Es gilt deutlich zu machen, dass es in unserer Wirklichkeit um Beziehung (also um relationales Sein) geht. Und in diesem Zusammenhang wäre dann auch die Trinitätslehre neu zum leuchten zu bringen. Denn diese hat ihre Spitze genau darin zu zeigen, dass es so etwas wie „Gott“, jenseits von Ihr gerade nicht gibt. Außerhalb der Beziehungen (Relationen) der Personen untereinander ist kein Gott. Die notwendig zu treffende Unterscheidung zwischen immanenter und ökonomischer Trinität lassen wir hier einmal sträflich beiseite.

Schließlich ist zu beachten, dass ein Gedanke oder ein Gefühl (auch das „Gefühl der schlechthinnigen Abhängigkeit“, Schleiermacher) immerhin so real ist, dass es sich mit modernen bildgebenden Verfahren beobachten lässt, wie U. Schnabel es in der „Vermessung des Glaubens“ dargestellt hat.

Die größten Hemnisse für nicht Glaubende Menschen liegen m.E. in einer persönlichen Vorstellung eines Gotteswesens einerseits, und der demgegenüber vehement geäußerten Form von Glaubensgewißheit.

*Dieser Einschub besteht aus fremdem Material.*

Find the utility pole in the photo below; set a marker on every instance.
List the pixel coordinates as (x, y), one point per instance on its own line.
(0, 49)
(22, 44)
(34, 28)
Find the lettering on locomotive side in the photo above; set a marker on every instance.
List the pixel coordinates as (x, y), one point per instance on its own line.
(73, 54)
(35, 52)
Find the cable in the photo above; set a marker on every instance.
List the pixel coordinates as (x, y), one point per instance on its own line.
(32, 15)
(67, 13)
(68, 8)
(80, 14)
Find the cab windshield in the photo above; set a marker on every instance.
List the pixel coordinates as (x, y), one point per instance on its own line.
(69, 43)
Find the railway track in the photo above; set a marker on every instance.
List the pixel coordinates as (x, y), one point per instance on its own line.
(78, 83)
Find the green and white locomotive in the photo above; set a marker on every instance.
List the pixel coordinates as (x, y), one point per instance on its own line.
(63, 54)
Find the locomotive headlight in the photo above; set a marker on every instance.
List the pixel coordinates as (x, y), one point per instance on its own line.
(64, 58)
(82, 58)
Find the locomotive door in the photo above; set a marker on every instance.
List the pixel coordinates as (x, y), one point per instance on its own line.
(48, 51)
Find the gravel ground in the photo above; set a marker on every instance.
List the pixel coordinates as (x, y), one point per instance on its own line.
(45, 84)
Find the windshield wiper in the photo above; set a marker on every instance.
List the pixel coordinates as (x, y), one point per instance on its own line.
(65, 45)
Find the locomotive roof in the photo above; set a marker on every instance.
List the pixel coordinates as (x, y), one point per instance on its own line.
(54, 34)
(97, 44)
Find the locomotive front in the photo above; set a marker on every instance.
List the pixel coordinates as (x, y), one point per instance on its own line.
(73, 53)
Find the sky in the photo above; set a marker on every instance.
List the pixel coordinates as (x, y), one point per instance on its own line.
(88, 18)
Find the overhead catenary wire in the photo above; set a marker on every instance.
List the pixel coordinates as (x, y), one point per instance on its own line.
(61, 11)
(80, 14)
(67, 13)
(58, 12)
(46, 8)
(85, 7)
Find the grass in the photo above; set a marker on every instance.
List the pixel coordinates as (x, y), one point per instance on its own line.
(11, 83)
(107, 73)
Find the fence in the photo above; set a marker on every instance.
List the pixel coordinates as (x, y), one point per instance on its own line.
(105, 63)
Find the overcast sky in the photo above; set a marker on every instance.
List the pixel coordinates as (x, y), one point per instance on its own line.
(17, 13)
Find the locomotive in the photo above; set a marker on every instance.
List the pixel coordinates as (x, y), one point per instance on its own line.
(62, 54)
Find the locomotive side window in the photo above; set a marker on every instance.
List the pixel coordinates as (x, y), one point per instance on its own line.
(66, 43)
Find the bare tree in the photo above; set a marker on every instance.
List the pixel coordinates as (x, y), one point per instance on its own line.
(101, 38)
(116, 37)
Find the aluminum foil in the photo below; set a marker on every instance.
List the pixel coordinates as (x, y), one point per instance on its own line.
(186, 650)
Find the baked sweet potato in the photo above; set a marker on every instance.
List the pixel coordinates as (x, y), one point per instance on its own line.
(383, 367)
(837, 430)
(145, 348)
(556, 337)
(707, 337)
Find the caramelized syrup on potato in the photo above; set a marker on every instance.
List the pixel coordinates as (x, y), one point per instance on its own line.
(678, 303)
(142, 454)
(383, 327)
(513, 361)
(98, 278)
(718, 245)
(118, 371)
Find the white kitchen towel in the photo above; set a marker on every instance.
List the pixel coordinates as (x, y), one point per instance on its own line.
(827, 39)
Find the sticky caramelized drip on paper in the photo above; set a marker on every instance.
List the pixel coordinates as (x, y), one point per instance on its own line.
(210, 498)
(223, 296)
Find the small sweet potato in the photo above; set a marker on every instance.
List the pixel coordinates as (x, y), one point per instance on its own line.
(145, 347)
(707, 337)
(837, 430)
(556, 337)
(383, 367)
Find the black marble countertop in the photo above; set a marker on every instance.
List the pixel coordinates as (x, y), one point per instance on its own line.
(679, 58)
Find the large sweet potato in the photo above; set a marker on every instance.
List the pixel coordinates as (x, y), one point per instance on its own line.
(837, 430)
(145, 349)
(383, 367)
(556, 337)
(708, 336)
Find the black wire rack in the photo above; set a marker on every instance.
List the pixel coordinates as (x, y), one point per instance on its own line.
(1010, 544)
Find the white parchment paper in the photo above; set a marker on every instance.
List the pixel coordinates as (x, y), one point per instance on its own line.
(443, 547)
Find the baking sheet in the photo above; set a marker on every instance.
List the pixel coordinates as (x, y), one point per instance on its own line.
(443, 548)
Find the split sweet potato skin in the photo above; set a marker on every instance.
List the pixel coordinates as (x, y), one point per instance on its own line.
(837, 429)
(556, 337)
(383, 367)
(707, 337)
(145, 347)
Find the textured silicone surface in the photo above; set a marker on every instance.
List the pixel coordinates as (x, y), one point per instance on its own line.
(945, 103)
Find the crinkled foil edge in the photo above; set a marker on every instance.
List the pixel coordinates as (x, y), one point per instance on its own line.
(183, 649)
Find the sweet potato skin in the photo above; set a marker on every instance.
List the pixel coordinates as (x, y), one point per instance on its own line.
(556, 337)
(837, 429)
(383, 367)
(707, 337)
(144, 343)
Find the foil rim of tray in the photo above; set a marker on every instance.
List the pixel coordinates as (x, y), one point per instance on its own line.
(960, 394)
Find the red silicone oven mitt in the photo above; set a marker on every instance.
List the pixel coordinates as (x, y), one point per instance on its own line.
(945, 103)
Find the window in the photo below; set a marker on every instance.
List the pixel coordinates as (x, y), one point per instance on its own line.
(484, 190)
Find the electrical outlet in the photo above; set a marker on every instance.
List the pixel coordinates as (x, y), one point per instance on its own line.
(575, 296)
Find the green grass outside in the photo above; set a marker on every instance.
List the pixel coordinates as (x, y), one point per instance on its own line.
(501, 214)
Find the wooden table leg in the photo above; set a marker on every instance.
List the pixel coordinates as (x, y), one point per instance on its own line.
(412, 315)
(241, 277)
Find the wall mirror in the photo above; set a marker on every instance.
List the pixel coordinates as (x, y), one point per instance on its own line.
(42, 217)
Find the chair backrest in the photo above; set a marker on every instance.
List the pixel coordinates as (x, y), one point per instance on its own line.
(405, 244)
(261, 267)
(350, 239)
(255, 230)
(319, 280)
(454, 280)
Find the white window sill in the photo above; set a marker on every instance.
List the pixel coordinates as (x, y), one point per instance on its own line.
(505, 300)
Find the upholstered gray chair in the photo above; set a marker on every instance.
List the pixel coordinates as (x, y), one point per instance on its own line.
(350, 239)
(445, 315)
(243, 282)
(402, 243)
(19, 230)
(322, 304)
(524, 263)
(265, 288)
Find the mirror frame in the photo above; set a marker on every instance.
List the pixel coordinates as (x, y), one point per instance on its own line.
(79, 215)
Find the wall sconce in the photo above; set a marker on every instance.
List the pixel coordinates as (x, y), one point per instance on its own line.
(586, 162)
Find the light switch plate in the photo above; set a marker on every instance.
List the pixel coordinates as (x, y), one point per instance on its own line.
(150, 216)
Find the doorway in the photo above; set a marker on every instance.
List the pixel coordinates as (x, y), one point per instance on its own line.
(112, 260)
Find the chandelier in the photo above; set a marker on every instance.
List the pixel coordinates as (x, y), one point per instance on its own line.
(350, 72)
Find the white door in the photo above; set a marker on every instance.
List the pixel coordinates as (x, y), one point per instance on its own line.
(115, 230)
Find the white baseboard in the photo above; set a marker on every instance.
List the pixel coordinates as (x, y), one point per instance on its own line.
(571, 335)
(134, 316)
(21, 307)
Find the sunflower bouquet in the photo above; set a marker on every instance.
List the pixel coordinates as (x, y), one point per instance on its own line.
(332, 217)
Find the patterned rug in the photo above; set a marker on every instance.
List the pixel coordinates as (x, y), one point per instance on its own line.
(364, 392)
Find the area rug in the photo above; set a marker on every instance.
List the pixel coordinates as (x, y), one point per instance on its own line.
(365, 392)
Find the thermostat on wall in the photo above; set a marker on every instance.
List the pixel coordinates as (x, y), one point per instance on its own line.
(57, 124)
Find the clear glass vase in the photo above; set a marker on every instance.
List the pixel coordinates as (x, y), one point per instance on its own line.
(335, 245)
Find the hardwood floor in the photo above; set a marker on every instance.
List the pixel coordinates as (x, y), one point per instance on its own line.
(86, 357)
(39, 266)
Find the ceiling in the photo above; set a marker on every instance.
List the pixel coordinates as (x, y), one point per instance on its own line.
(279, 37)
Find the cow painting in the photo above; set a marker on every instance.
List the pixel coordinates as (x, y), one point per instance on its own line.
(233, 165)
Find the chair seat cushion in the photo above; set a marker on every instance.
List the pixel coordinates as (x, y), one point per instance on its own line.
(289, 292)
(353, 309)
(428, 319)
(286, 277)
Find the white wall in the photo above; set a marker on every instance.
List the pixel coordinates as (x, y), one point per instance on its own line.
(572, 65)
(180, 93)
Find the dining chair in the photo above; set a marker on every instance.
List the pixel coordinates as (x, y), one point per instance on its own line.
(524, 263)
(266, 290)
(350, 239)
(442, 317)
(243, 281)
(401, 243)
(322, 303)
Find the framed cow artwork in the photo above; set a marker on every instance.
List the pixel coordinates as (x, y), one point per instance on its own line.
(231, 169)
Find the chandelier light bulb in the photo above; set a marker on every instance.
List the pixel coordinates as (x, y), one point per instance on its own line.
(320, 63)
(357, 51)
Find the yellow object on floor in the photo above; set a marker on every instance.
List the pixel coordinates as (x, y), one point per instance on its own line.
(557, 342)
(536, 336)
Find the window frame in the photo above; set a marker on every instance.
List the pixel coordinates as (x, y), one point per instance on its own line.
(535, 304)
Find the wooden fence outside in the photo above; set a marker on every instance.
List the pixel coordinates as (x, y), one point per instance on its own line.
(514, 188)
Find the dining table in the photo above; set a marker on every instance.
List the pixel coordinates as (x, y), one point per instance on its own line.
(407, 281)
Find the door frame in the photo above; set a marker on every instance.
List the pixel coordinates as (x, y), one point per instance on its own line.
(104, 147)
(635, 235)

Nun allerdings nicht zur persönlichen Glaubensstärkung, vielmehr als apologetische Haltung, dass sich Verzicht lohnen muss.
Oder anders formuliert:

Ein Erwählungsgedanke führt auf der anderen Seite zu einem Reflex von Defiziterfahrung, die ihrerseits in offene oder verdeckte Aggression führt.

Demgegenüber sollte Luthers Satz: „non temptatus, non christianus“ wesentlich öfter in Gebrauch genommen werden. Denn die radikale Frage: „Was wäre, wenn kein Gott ist?“, bewahrt Christinnen und Christen vor Überheblichkeit und Bevormundung derer, deren Deutung der Welt ohne einen Begriff von Gott auskommt.